The original Titanfall set the bar high in terms of multiplayer, and here Titanfall 2 doesn’t dare disappoint. Whether gamers are in a classic war of attrition or are busy capturing hardpoints across a variety of maps, Respawn Entertainment has struck a fine balance between fast-paced multiplayer, parkour-inspired pilot navigation, progressive unlocks, and a visceral combat experience. It’s hard not to feel like an utter champion when one takes on two Titans and lives to tell about it, and completing a tactical evacuation after one’s team has lost the battle brings a feeling of intense satisfaction. This was the bread and butter of the original game, and players looking to find replay value in the game’s numerous multiplayer modes will find it in spades.
Of course, that isn’t to say that the multiplayer mechanics from the first game have gone largely unchanged, and the process of evolution is evident in the changes Respawn has made. New pilot boosts awarded to players for performing well allows pilots to trigger tactical perks in an effort to change the tide of battle, and ultimately replaces the imbalanced burn cards from the original game. Players will also find an all new ‘rodeo’ mechanic that allows daring pilots to piggyback onto an enemy titan and attempt to steal part of its battery. Because of this vulnerability, squads must always watch eachother’s backs, and the gameplay is more balanced and entertaining as a whole thanks to these changes.

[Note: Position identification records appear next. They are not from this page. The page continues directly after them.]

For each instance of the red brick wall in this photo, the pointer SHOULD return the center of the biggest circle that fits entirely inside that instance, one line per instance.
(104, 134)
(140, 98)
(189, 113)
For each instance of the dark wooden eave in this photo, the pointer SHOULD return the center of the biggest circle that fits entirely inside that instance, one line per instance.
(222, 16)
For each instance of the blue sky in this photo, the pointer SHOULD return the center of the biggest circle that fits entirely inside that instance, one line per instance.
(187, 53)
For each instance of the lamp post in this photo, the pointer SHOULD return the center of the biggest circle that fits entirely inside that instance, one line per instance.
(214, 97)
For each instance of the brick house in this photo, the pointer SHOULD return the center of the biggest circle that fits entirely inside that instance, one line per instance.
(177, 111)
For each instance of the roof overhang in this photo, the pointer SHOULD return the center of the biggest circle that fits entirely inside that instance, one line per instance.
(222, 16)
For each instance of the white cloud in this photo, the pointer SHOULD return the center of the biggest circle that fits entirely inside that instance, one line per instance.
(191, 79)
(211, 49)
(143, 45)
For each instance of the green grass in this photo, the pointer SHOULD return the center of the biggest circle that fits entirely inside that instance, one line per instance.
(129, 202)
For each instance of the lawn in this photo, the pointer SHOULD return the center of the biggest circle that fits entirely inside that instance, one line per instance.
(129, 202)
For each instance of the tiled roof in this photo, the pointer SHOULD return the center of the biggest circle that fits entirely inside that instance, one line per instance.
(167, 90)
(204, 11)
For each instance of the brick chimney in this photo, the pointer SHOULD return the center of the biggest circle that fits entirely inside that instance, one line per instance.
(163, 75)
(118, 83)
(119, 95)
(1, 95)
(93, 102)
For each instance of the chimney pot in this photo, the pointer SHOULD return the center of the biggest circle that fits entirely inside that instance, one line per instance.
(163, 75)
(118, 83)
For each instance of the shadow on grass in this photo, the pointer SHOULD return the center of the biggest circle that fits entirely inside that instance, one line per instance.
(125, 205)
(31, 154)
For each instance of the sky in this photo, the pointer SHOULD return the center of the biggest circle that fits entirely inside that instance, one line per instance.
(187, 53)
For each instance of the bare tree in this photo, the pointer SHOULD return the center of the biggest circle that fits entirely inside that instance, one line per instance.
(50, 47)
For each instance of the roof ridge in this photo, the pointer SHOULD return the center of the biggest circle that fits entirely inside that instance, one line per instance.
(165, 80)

Unlike other recent Triple-A titles, multiplayer progression is a satisfying and relatively painless experience in Titanfall 2. Players rank up their respective weapons and titans by scoring kills with each of them, and they gain additional ‘merit’ points by performing well on the battlefield. Leveling up unlocks a few customization options and improvements for each pilot, titan, and their respective arsenals. None of these skin unlocks go into ridiculous cosmetic territory, though in the end, it’s hard to make one’s character stand out too much – a fitting problem that most of the game’s main cast has, too.
In the end, Titanfall 2 has succeeded in surpassing the original title in every way. It delivers an emotional, action-packed single player experience that will leave fans new and old feeling satisfied, and the fluid combat mechanic both in and out of one’s titan packs plenty of punches and doesn’t hold back when it comes to the visceral brutality of pilot warfare. There’s a fine balance between fluid movement and packing a satisfying punch, and Titanfall 2 has struck a fine chord here – the end result is that Titanfall 2 has far exceeded its expectations and delivered one of the best gaming experiences of the year, and likely deserves much more fanfare than it will get.
Titanfall 2 is available now on PC, PlayStation 4, and Xbox One.
Game Rant was provided with a digital code of Titanfall 2 via Origin on PC for review purposes.